General manager Neal Huntington and other front office staff spent much of Tuesday in meetings with other team personnel and player agents, with internal strategic meetings in between. And while little is known of the specifics of those meetings, one thing has been made quite clear: If the Pirates do deal before the week is over, it's not because they will be backing down on their asking prices.
As reported on Monday, the Pirates had made it clear to interested clubs that prying Jack Wilson away would cost two to three prospects, regardless of how much of Wilson's salary the Pirates were willing to take on.
So with reports surfacing on Tuesday that the Pirates were being approached by at least one club interested in outfielder Nate McLouth and starter Paul Maholm, there's no question that the Pirates would have to be significantly compensated before being persuaded to deal any of their high-ceiling young players.
Yes, Huntington has made it quite clear that no one on the club is deemed untouchable.

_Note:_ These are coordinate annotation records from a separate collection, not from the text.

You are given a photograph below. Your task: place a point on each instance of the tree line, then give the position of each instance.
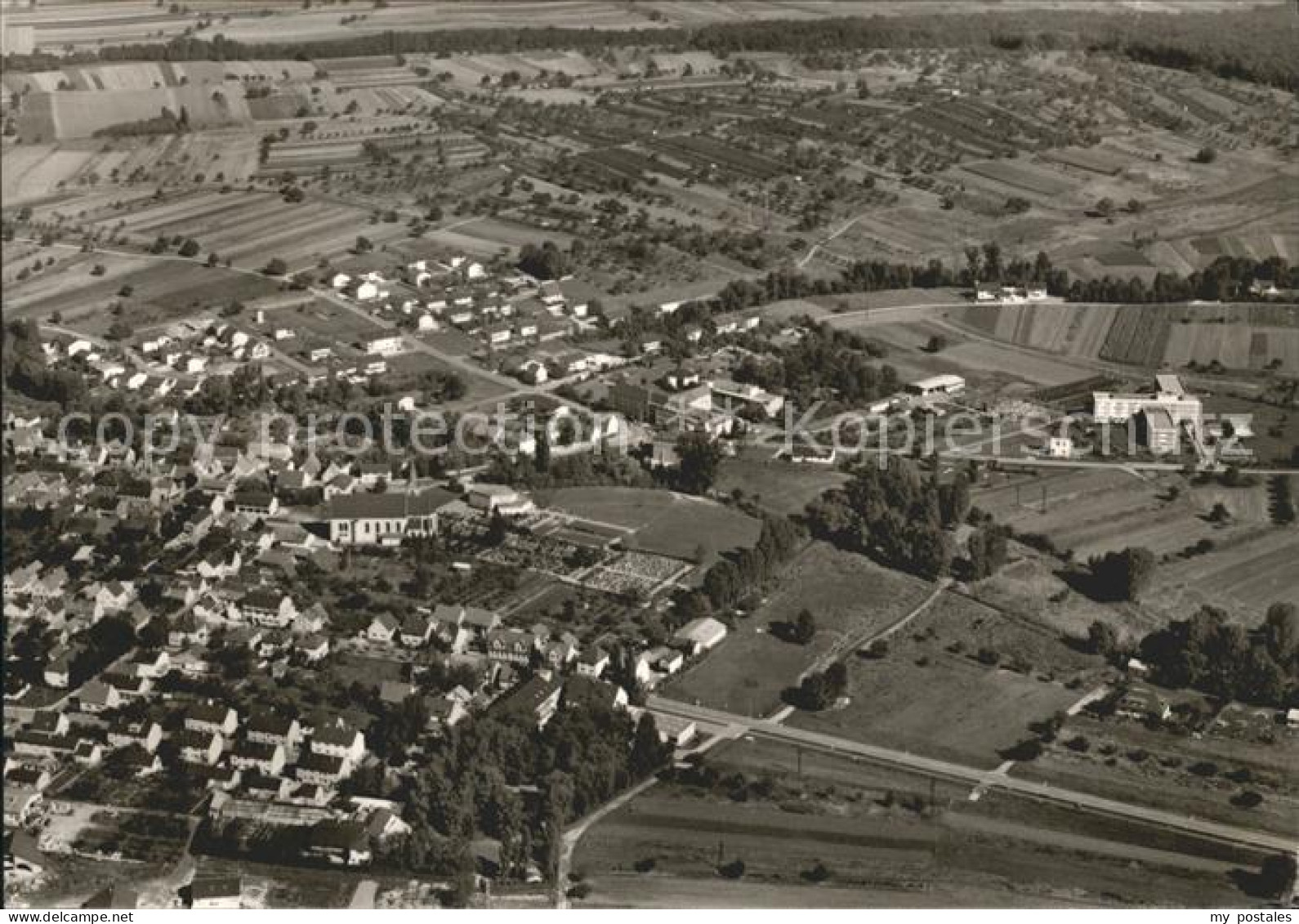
(1222, 658)
(902, 520)
(1251, 44)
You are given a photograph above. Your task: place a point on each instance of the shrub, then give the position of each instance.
(733, 869)
(817, 873)
(1248, 800)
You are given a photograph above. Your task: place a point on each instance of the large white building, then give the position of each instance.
(385, 519)
(1169, 396)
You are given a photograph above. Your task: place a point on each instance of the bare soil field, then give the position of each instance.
(1245, 574)
(1054, 328)
(779, 486)
(1235, 346)
(1124, 761)
(1094, 511)
(846, 594)
(161, 290)
(658, 521)
(850, 818)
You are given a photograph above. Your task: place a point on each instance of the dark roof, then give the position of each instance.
(336, 733)
(339, 836)
(528, 697)
(209, 712)
(389, 506)
(193, 739)
(262, 598)
(319, 763)
(255, 750)
(114, 897)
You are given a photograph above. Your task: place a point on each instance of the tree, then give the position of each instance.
(1102, 638)
(699, 458)
(1123, 576)
(649, 752)
(1281, 632)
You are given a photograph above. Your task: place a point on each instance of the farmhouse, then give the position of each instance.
(1059, 448)
(748, 395)
(385, 519)
(341, 842)
(216, 892)
(937, 385)
(498, 499)
(1141, 703)
(385, 346)
(700, 635)
(1169, 396)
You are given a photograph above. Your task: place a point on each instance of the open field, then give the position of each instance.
(1094, 511)
(668, 524)
(161, 290)
(1235, 346)
(1127, 761)
(1245, 574)
(779, 486)
(925, 699)
(752, 666)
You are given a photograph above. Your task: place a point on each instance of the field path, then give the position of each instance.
(573, 835)
(946, 770)
(856, 640)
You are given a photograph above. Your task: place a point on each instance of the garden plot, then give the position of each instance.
(846, 593)
(938, 689)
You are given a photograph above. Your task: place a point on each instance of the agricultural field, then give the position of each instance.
(160, 292)
(1235, 346)
(782, 814)
(845, 591)
(1129, 761)
(1094, 511)
(935, 693)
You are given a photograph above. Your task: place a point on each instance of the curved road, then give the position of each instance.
(975, 776)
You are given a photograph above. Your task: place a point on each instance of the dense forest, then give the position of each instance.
(1255, 44)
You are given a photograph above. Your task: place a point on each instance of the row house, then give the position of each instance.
(259, 756)
(269, 728)
(339, 739)
(212, 717)
(199, 748)
(136, 733)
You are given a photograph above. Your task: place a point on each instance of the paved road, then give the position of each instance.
(573, 835)
(975, 776)
(856, 640)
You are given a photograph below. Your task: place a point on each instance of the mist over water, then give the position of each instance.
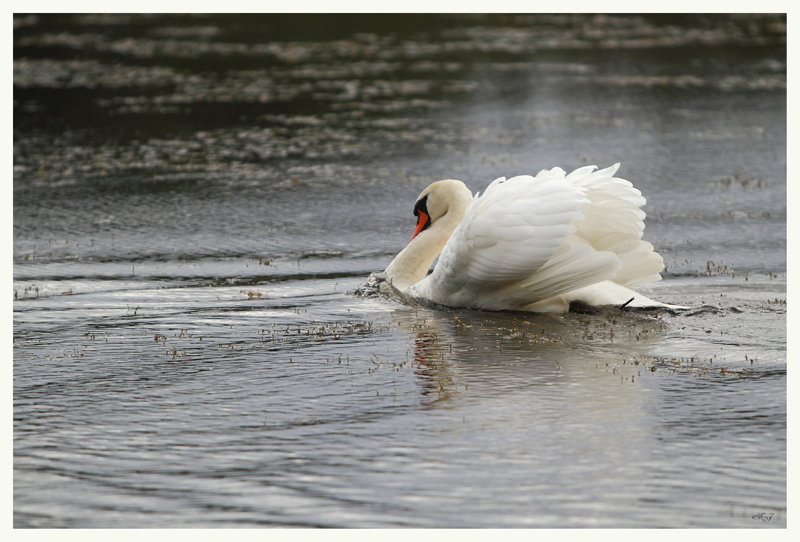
(200, 200)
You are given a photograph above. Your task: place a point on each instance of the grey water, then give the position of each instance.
(199, 202)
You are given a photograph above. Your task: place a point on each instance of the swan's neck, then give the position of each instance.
(412, 264)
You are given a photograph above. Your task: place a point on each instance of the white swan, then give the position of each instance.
(530, 243)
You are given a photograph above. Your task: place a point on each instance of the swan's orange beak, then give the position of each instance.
(422, 221)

But that's more because of his intention to do his due diligence in seeing what would be offered for one of the team's young cornerstone pieces than it is suggesting that he is trying to move one of them.

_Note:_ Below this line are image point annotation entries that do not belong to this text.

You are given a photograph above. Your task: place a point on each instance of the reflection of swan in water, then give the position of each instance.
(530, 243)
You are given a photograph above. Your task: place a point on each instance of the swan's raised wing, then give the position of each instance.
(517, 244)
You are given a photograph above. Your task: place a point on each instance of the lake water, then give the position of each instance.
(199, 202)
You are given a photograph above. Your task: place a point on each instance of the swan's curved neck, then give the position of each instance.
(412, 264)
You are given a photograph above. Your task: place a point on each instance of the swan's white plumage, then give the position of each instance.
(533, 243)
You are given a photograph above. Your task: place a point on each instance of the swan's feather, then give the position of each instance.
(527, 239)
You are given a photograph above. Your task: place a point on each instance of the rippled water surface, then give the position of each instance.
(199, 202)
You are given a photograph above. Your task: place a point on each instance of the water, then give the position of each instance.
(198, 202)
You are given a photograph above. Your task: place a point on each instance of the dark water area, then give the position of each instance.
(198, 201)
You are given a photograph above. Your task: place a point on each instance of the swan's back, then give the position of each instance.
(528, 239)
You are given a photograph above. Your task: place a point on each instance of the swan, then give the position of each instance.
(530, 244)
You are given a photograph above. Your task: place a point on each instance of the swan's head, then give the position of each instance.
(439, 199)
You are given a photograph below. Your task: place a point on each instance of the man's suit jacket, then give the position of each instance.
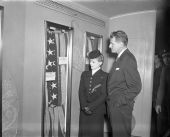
(124, 82)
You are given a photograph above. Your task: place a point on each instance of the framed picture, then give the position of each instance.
(93, 42)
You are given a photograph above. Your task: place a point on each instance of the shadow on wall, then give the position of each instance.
(163, 27)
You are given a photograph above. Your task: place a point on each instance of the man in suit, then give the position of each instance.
(124, 84)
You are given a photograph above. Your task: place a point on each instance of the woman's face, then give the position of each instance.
(95, 64)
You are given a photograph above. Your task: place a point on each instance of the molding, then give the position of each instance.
(133, 13)
(68, 10)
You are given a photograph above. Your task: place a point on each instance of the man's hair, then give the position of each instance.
(100, 58)
(120, 36)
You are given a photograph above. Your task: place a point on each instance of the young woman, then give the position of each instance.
(92, 95)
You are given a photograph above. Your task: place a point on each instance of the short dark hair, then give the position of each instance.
(120, 36)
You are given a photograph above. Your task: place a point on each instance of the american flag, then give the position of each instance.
(53, 86)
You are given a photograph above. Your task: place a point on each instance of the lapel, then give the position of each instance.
(117, 62)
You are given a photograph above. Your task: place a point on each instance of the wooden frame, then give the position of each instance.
(60, 60)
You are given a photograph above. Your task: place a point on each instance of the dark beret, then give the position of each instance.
(165, 53)
(94, 54)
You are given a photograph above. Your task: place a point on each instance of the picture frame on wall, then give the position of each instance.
(93, 42)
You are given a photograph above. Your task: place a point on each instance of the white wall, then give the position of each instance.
(140, 28)
(13, 40)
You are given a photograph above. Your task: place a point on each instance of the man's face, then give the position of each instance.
(95, 64)
(115, 46)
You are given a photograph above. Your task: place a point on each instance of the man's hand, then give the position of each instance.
(158, 109)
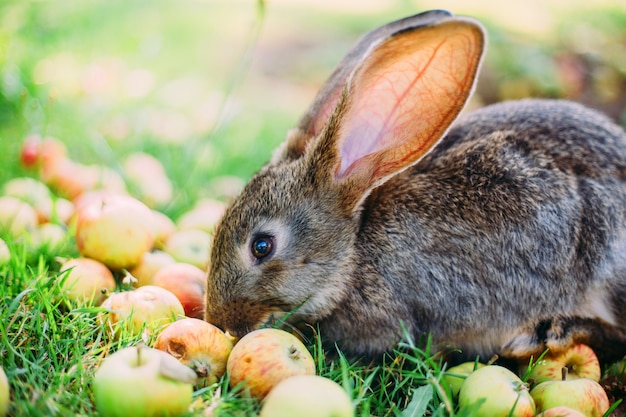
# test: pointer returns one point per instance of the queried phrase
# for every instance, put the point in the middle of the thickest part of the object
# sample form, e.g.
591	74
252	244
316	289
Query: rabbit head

"There are certain guys that certainly we would need to get what we, in our minds, believed was an overpay," Huntington said. "Those are deals that you struggle to ask for. You don't want to get a reputation of always asking for too much, but there are certain players that are tougher to move. There are certain players that we are trying to build around."
It's fair to surmise that Huntington had McLouth, Maholm, Matt Capps and Ryan Doumit all in mind as he made that generalized comment.

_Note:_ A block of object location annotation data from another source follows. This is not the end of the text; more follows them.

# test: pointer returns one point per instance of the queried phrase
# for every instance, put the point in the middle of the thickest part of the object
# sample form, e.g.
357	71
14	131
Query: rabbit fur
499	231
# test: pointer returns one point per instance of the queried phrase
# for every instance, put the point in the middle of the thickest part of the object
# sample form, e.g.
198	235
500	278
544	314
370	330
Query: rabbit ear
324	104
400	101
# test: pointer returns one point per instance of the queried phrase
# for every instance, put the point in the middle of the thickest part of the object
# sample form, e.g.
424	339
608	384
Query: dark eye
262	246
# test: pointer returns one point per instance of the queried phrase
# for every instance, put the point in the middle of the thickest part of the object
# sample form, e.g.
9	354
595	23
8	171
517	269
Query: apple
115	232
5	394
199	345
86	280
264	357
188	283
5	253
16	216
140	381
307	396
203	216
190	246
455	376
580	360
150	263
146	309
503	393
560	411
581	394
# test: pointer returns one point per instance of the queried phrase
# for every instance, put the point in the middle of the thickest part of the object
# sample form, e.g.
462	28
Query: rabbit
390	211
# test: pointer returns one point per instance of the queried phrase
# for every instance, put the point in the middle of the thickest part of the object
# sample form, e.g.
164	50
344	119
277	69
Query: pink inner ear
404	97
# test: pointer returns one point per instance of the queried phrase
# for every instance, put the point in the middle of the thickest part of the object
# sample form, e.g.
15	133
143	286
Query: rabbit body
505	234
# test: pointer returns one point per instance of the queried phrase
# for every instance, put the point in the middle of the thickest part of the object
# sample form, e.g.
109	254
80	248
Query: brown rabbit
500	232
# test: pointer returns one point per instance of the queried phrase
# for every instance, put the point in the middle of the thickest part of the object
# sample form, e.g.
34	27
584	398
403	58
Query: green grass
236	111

In fact, the hesitancy for clubs to deal away prospects continues to become more and more the norm. Huntington suggested that the trend was partially a byproduct of an unstable economy and partially a result of watching the success teams have had in winning with homegrown talent.
"The value of young players is higher than ever," Huntington said. "Given the economic impact of what is going on in our society, I think the value of players is becoming even higher, to a point where you could argue that young players are now tremendously overvalued. I think the pendulum has swung very far to the side of overvaluing prospects."
"You don't want to get a reputation of always asking for too much, but there are certain players that are tougher to move. There are certain players that we are trying to build around."
-- GM Neal Huntington
And with the Pirates being in the business of shopping around for young talent, that reality will make their pursuit of finding a desirable deal that much more challenging.
While the Pirates don't appear to be anywhere close to trading away any premier young talent, there are indications that the club still sees a real possibility in dealing one of the organization's middle infielders before the offseason is over.
The Pirates have contacted agent Ryan Gleichowski to inquire about his client, infielder David Eckstein, which suggests that the Pirates are at least still preparing for the possibility of losing Wilson or Freddy Sanchez before the '09 season.
Eckstein is looking for a starting position and would be a capable replacement at either middle-infield spot. But since the Pirates would obviously have to make another move before seriously pursuing Eckstein, there have been no negotiations between the veteran infielder and the Pirates at this time.
While there are still no known suitors for Sanchez, apparently the market for Wilson has not entirely dried up, despite the Tigers backing out of the hunt on Monday.
"I still think that there are teams looking for shortstops, and I still think that there are shortstops available," Huntington said. "What I said yesterday still applies. If there's a good fit, we'll continue to explore it."
There is indeed still a market for shortstops, though it's hard to equate that to there being a market specifically for Wilson.
A team source said that Minnesota does not have serious interest in Wilson, while the Dodgers continue to pursue other priorities and potential infield options. The Orioles and Blue Jays both are in the market for the shortstop, but neither appears to have had Wilson on their radar as of yet.
The Winter Meetings setting always allows for deals to come together quickly, so there is no ruling out the potential of something coming to fruition before the week is over. However, Huntington stressed that leaving Las Vegas with a new player or two in tow is not going to be a barometer for a successful week.
"Everything we do is to get better," Huntington said. "If that meant we walked out of here having laid the groundwork for some conversations, having eliminated some potential areas that we thought might work, then that's sufficient."